現在パラフィンブロックからRNAをエクストラクトしcDNAの作成を行っています(RNeasy FFPE kit from QIAGENを使用)。最終目的はターゲットの遺伝子の組織での発現を調べるためです。
RNAのクオリティはナノドロップで測定した範囲では260/230, 260/280ともに2に近くエクストラクトの過程は問題がないと思っています。
しかしリアルタイムをかけてみたところb-actinもうまくかかりません。リアルタイムの系は細胞などを使った場合は問題がありません。結論としてRNAの断片化が問題で増幅できないのではないかと考えています。
そして以下改善することにしました。
1、cDNAの作成に用いている酵素を変えてみる。
現在はInvitrogenのtranscriptase IIIを使っていますがQuantiTect Reverse Transcription Kit from QIAGENにしてみようと思っています。
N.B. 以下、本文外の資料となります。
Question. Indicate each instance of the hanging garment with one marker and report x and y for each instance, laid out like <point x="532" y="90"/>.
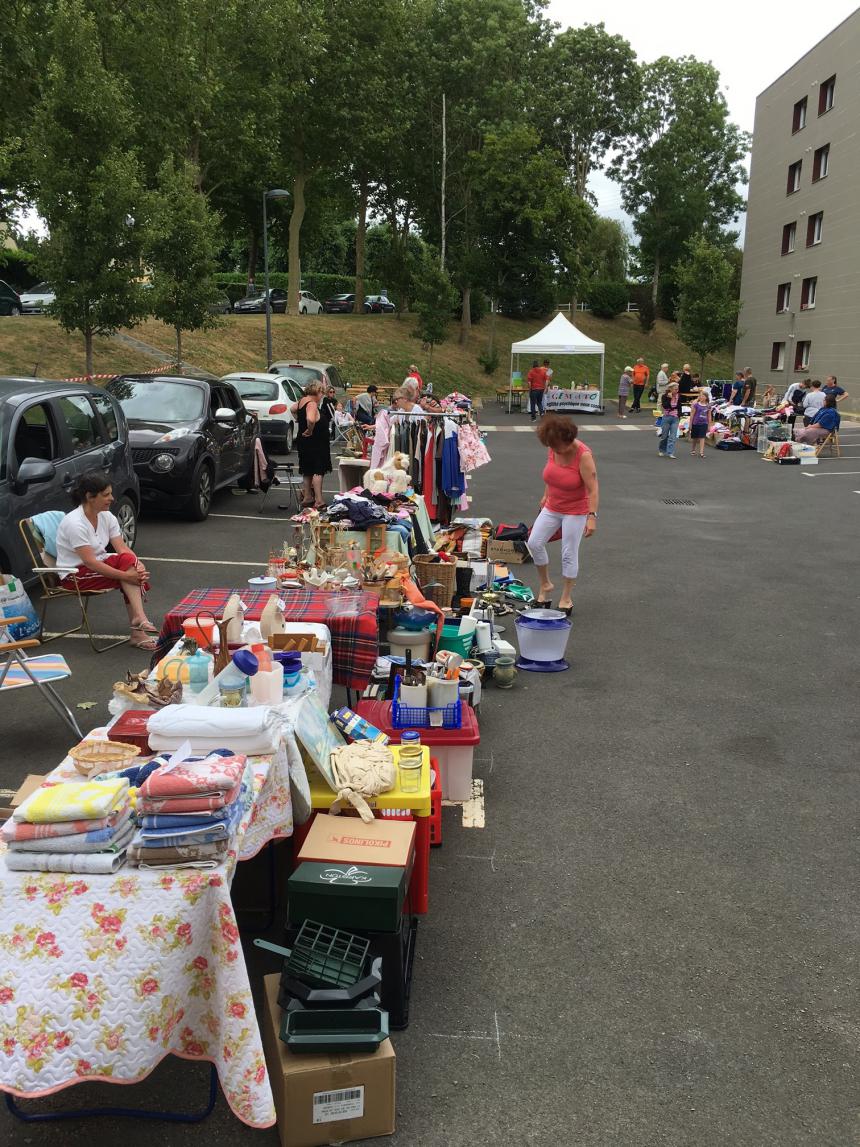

2、リアルタイムPCRの産物は現在200bpなのですが100bp位に減らすようにプライマーのデザインをしなおす。
3、遺伝子特異的プライマーによるcDNAの生成
1と2は問題なくできるのですが3についてどのようにプライマーをデザインしたら良いのか教えていただきたく思っています。
US在住ですのでもし書籍ではなくウエブサイトで参考になるものがあれば教えていただけると幸いです。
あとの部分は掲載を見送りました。